For 2005 to date, soundtrack sales are at 16.5 million, or just 3.6 percent of the total U.S. albums market. In 2004, soundtrack sales reached 28 million copies, or 4.1 percent of the market.
UNEXPECTED ROLES
The new film version of "The Producers," which is being released by Universal Pictures/Columbia Pictures, stars original Broadway cast members Nathan Lane and Matthew Broderick, along with Will Ferrell and Uma Thurman.
"With 'Chicago,' you had film actors dancing and singing in a way that was unexpected for them," says Doug Besterman, who served as supervising orchestrator for the play and movie versions of the musical, the latter of which starred Richard Gere, Catherine Zeta-Jones and Renee Zellweger.
Besterman, who also is the supervising orchestrator for the stage and film versions of "The Producers," expects that Ferrell, in the role of neo-Nazi Franz Liebkind, and Thurman, as sexy Swede Ulla, will charm audiences in the same way.
Ferrell's Celine Dion-style power ballad performance of Liebkind's "Der Guten Tag Hop-Clop" is expected to be a "huge selling point," says Sony BMG Music director of marketing Leslie Collman-Smith, who is part of the marketing team behind the movie's soundtrack.
The song is one of the new features setting the album apart from the original 2001 Broadway cast recording.
"Chicago" also hit movie theaters with a new musical highlight, the Academy Award-nominated duet "I Move On."
"New material means more excitement," Collman-Smith adds. Another addition is the movie's Irving Berlin-style end-credits track, "There's Nothing Like a Show on Broadway," recorded by Lane and Broderick. The song was written by Mel Brooks, who won an Academy Award for the screenplay to the original 1968 version of "The Producers" and wrote the music for the Broadway production.
BUYING INTO 'RENT'
Much of the original Broadway cast is back for the film version of "Rent," including Taye Diggs in the role of Benny.
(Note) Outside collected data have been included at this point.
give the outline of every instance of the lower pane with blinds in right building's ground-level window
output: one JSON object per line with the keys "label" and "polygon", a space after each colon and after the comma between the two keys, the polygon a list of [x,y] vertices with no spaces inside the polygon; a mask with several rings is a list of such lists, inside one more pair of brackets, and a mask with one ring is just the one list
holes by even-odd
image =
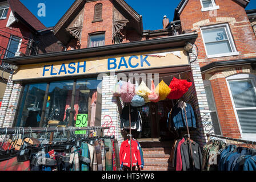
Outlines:
{"label": "lower pane with blinds in right building's ground-level window", "polygon": [[256,133],[256,110],[237,110],[243,133]]}

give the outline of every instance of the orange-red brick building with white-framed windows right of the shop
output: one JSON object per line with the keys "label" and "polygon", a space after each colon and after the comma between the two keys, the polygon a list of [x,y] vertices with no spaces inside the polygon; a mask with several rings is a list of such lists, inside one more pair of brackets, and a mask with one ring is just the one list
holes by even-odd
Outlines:
{"label": "orange-red brick building with white-framed windows right of the shop", "polygon": [[255,140],[255,10],[246,11],[248,3],[181,1],[174,20],[183,32],[198,33],[194,44],[215,133]]}

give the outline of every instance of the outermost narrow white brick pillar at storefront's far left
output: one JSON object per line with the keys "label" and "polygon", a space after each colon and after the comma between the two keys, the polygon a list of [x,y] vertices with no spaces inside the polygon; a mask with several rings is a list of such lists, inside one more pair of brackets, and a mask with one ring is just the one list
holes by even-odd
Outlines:
{"label": "outermost narrow white brick pillar at storefront's far left", "polygon": [[5,94],[3,95],[3,101],[0,108],[0,127],[3,127],[3,123],[5,122],[6,111],[9,106],[11,92],[13,92],[13,74],[9,75],[9,79],[6,85]]}

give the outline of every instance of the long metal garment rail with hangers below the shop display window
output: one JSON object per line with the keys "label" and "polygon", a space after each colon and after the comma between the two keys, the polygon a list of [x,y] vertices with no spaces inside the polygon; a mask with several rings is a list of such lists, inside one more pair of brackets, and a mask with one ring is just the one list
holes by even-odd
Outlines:
{"label": "long metal garment rail with hangers below the shop display window", "polygon": [[100,126],[92,126],[92,127],[3,127],[0,128],[0,135],[3,134],[15,134],[17,133],[17,129],[19,129],[19,133],[50,133],[57,131],[83,131],[83,130],[105,130],[110,129],[110,127],[100,127]]}

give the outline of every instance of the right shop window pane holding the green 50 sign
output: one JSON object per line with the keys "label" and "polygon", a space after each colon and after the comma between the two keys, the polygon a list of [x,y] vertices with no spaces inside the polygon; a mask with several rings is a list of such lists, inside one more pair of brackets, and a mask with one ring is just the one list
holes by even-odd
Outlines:
{"label": "right shop window pane holding the green 50 sign", "polygon": [[101,89],[101,80],[94,78],[77,81],[75,88],[74,123],[82,117],[87,118],[87,126],[100,126],[101,96],[97,88]]}

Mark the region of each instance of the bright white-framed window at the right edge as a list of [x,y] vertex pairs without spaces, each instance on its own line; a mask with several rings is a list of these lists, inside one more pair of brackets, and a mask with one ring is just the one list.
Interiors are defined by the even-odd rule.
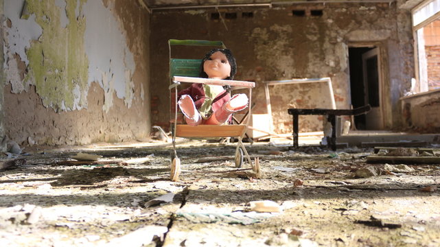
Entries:
[[440,89],[440,0],[424,1],[413,9],[415,34],[415,93]]

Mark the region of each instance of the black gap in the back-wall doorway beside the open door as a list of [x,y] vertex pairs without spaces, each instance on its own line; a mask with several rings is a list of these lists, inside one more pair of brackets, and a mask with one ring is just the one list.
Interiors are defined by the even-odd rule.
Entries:
[[[379,84],[378,84],[378,60],[377,57],[369,58],[366,62],[367,83],[364,83],[364,71],[362,68],[362,54],[374,49],[374,47],[349,47],[349,70],[351,104],[353,108],[370,104],[371,107],[379,106]],[[375,72],[375,73],[374,73]],[[366,89],[364,85],[368,85]],[[358,130],[366,130],[367,119],[365,115],[354,117],[354,124]]]

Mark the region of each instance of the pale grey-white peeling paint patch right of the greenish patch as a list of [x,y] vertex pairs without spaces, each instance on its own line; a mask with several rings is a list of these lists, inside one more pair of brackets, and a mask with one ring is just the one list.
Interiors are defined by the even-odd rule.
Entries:
[[[127,95],[126,80],[127,71],[132,73],[135,71],[135,60],[133,54],[126,44],[125,31],[121,28],[121,23],[117,21],[111,10],[114,8],[114,1],[108,1],[108,8],[104,6],[102,1],[88,1],[84,5],[84,15],[86,16],[88,25],[86,26],[84,42],[86,53],[89,57],[89,83],[104,82],[103,73],[112,74],[111,78],[114,82],[114,91],[120,99],[124,97],[132,97]],[[105,25],[102,25],[102,20]],[[104,90],[107,90],[102,84]],[[107,95],[113,97],[113,95]],[[124,99],[131,102],[132,98]],[[106,99],[111,102],[111,99]],[[130,104],[128,104],[130,105]]]

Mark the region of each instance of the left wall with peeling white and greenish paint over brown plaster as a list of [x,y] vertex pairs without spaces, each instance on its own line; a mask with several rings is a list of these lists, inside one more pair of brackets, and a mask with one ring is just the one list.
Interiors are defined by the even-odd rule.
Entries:
[[139,1],[5,0],[5,130],[19,143],[150,132],[149,16]]

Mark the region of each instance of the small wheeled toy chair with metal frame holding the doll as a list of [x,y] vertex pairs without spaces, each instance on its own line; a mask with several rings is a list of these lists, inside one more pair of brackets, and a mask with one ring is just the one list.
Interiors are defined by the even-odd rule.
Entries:
[[[172,144],[174,153],[172,154],[172,166],[171,166],[171,180],[178,180],[178,176],[181,172],[181,161],[178,158],[176,152],[176,137],[185,138],[221,138],[221,137],[236,137],[238,139],[237,148],[235,149],[235,167],[242,167],[244,156],[246,160],[251,165],[253,172],[259,177],[259,162],[256,159],[253,164],[251,158],[249,157],[242,139],[246,133],[248,127],[248,119],[244,122],[245,124],[236,125],[199,125],[199,126],[189,126],[187,124],[178,124],[178,106],[177,106],[177,93],[178,85],[181,83],[201,83],[201,84],[211,84],[220,86],[231,86],[231,89],[248,89],[248,106],[251,106],[252,99],[252,89],[255,87],[255,82],[244,82],[238,80],[216,80],[208,78],[198,78],[200,72],[201,59],[179,59],[171,58],[171,48],[174,45],[192,45],[192,46],[211,46],[211,47],[222,47],[224,43],[222,41],[207,41],[207,40],[168,40],[168,45],[170,49],[170,95],[172,97],[171,104],[172,110],[174,109],[174,121],[171,121],[172,129]],[[173,92],[174,91],[174,92]],[[173,99],[174,98],[174,99]],[[173,105],[174,104],[174,105]],[[251,115],[251,108],[248,107],[249,113]]]

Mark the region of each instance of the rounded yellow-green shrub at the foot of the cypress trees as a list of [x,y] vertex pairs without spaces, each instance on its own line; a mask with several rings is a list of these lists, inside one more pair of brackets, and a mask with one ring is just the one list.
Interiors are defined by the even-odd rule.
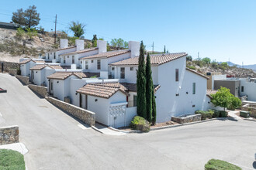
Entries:
[[144,117],[133,117],[133,121],[130,122],[130,128],[133,130],[140,130],[142,132],[150,131],[150,124],[144,119]]

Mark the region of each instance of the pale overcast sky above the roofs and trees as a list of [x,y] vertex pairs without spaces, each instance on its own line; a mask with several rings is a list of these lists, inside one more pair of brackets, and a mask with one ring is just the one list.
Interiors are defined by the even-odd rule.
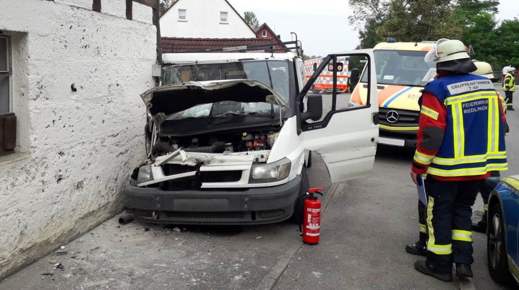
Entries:
[[[228,0],[243,16],[253,11],[260,24],[266,22],[282,41],[297,33],[308,56],[325,56],[331,52],[352,50],[358,43],[358,31],[350,27],[346,0]],[[497,20],[519,18],[517,0],[500,0]]]

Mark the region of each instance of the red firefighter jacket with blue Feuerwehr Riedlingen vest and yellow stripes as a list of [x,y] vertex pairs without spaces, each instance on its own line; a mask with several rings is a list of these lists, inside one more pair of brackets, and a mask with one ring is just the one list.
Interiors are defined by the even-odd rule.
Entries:
[[488,78],[441,72],[422,94],[412,171],[462,181],[507,170],[505,121]]

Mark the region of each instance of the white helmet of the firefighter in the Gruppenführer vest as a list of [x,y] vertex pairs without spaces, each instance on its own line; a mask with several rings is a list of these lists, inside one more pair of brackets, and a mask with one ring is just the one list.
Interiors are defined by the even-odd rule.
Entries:
[[426,62],[444,62],[449,60],[470,59],[465,45],[456,39],[442,38],[425,56]]

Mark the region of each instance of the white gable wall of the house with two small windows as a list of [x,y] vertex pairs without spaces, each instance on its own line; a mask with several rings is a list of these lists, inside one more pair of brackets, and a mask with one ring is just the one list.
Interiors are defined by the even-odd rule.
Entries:
[[[186,9],[186,21],[179,21],[179,9]],[[220,23],[226,11],[228,24]],[[160,18],[162,37],[245,38],[256,37],[224,0],[179,0]]]

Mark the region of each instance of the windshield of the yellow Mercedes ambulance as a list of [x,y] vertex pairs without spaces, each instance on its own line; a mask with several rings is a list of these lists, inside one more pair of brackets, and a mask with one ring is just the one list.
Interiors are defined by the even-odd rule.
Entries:
[[[420,82],[429,70],[435,67],[433,62],[425,62],[427,51],[375,50],[375,72],[377,84],[421,86]],[[367,82],[367,74],[362,76]]]

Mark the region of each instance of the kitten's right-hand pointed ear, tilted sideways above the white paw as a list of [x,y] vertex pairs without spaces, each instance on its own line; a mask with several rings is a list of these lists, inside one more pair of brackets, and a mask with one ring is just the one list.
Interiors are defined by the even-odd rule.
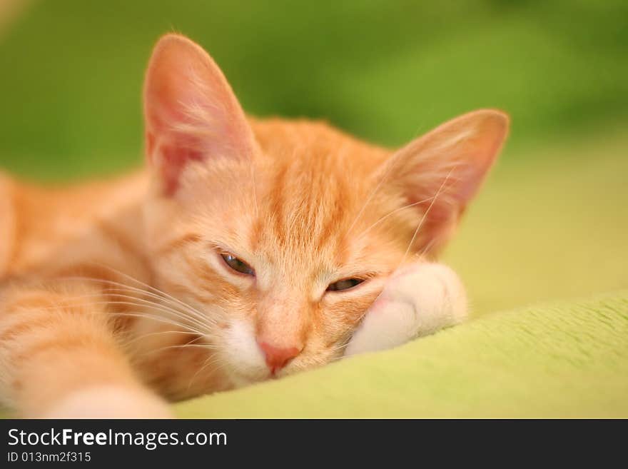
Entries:
[[502,111],[482,109],[454,118],[397,151],[380,177],[419,211],[412,248],[434,253],[450,237],[508,132]]

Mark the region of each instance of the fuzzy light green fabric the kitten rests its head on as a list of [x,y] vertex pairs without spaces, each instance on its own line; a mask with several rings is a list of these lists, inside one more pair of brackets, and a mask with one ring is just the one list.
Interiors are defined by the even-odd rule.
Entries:
[[628,291],[492,313],[176,406],[182,418],[628,417]]

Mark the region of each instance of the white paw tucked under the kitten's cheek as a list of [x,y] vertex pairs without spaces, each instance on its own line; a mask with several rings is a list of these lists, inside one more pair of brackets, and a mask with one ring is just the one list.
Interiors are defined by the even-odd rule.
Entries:
[[466,316],[465,288],[452,269],[440,263],[412,263],[388,279],[345,355],[393,348],[460,323]]

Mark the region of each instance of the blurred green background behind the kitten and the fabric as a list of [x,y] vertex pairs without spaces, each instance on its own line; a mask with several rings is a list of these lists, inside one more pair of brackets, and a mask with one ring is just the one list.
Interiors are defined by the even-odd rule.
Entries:
[[477,313],[628,287],[625,0],[34,0],[3,28],[8,171],[141,164],[144,67],[180,31],[259,116],[397,146],[465,111],[508,111],[510,141],[445,256]]

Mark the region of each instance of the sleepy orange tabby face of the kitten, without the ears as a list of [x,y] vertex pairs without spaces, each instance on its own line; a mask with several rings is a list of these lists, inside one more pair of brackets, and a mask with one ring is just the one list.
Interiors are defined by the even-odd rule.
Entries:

Rosario Dawson, in the role of Mimi Marquez, will make her singing debut in the Sony Pictures Entertainment release.
Green Day producer Rob Cavallo came aboard to revitalize the music for the film adaptation, putting a mainstream pop/rock sheen on the arrangements.
"He was the only guy we could think of to give it the edge that it needed," says Revolution Studios head of music Denise Luiso, who oversaw the musical production.
Disc two of "Rent" features the ensemble performance of "Love Heals," a soundtrack exclusive that the musical's creator, Jonathan Larson, wrote for a friend who died from AIDS. Larson himself died in 1996, just before the play's Broadway premiere.
The soundtrack was rerecorded with the play's original cast members along with Dawson and Tracie Thoms, who fronts the popular track "Seasons of Love." That song was released to iTunes August 2, where it reached No. 5 on the most-played list, according to Luiso.
"'Rent' is a bit more contemporary musically, so my personal opinion is that it will go further," Poehner says.
Suarez, however, is betting on "The Producers" to achieve a broader reach.
"It has a cast that is much more well-known as far as mass markets and the states in the middle (of the country) are concerned," he says.
The next big Broadway hit in line for the Hollywood treatment is "Dreamgirls," due from DreamWorks in December 2006. Bill Condon will direct the screen version, with a cast including Jamie Foxx, Beyonce, Danny Glover and Eddie Murphy.